| > I just want to say this is a very dangerous assumption to make. I think we're actually arguing the same points here. It's not that every use case needs single-digit millisecond latencies! There are plenty of use cases that are satisfied by batch jobs running every hour or every night. But when you do need real-time processing, the current infrastructure is insufficient. When you do need single-digit latency, running your batch jobs every second, or every millisecond, is computationally infeasible. What you need is a reactive, streaming infrastructure that's as powerful as your existing batch infrastructure. Existing streaming infrastructure requires you to make tradeoffs on consistency, computational expressiveness, or both; we're rapidly evolving Materialize so that you don't need to compromise on either point.
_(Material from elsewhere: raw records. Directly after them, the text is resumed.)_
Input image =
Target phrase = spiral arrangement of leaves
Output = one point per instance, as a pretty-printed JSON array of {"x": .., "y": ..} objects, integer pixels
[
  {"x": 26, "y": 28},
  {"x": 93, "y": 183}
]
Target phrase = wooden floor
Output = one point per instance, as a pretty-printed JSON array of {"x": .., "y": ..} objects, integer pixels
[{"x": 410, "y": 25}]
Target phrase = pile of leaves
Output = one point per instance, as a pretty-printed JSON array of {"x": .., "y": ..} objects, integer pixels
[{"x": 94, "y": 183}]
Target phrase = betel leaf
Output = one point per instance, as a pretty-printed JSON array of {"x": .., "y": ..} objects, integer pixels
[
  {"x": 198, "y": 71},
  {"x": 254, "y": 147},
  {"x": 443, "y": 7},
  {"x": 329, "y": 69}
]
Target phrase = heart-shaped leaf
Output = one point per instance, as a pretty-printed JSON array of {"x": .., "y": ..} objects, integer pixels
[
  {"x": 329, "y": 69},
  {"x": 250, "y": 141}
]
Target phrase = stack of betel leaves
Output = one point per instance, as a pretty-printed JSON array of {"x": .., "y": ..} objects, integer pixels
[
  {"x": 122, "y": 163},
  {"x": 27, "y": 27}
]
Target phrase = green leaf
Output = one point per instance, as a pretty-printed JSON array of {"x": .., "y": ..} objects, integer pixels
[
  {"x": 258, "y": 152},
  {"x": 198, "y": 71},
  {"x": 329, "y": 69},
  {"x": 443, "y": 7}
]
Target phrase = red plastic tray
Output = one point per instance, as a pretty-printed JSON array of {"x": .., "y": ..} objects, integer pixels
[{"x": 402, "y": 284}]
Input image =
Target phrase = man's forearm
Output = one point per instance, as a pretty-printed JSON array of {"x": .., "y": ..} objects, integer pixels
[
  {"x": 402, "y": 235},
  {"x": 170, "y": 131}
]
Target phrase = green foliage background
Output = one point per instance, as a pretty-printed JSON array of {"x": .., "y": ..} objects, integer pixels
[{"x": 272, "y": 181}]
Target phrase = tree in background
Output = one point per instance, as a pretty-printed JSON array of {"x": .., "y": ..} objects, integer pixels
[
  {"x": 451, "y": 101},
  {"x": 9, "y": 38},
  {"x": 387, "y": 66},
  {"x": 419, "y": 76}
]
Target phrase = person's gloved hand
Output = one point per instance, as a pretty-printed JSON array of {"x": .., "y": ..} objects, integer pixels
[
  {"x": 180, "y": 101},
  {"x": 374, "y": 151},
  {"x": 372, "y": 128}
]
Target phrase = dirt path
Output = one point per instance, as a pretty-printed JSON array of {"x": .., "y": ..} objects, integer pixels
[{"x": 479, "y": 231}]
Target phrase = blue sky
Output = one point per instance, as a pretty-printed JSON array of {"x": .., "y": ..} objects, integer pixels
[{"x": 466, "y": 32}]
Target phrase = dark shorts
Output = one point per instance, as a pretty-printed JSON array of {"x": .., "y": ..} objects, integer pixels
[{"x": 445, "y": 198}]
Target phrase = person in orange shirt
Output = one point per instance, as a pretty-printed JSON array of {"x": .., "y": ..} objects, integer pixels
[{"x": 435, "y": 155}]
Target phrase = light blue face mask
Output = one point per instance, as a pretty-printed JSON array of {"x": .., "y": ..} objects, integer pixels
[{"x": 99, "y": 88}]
And once you have streaming data warehouse in place for the use cases that really demand the single-digit latencies, you might as well plug your analysts and data scientists into that same warehouse, so you're not maintaining two separate data warehouses. That's what we mean by ideal: not only does it work for the systems with real-time requirements, but it works just as well for the humans with looser requirements. To give you an example, let me respond to this point directly: > Secondly, almost all data is useless in its raw form. The analysts had to perform ELT jobs on their data in the warehouse to clean, dedupe, aggregate, and project their business rules on that data. These functions often require the database to scan over historical data to produce the new materializations of that data. So even if we could get the data in the warehouse in sub-minute latency, the jobs to transform that data ran every 5 minutes. The idea is that you would have your analysts write these ETL pipelines directly in Materialize. If you can express the cleaning/de-duplication/aggregation/projection in SQL, Materialize can incrementally maintain it for you. I'm familiar with a fair few ETL pipelines that are just SQL, though there are some transformations that are awkward to express in SQL. Down the road we might expose something closer to the raw differential dataflow API [0] for power users. [0]: https://github.com/TimelyDataflow/differential-dataflow |
With sufficiently expressive SQL and UDF support there are whole classes of stateful services that are performing lookups, aggregations, etc, that could be written as just views on streams of data. Experts who model systems in SQL, but aren't experts in writing distributed stateful streaming services would basically be able to start deploying services.
Are there any plans to support partitioned window functions, particularly lag(),lead(),first(),last() OVER() ? That would be remarkably powerful.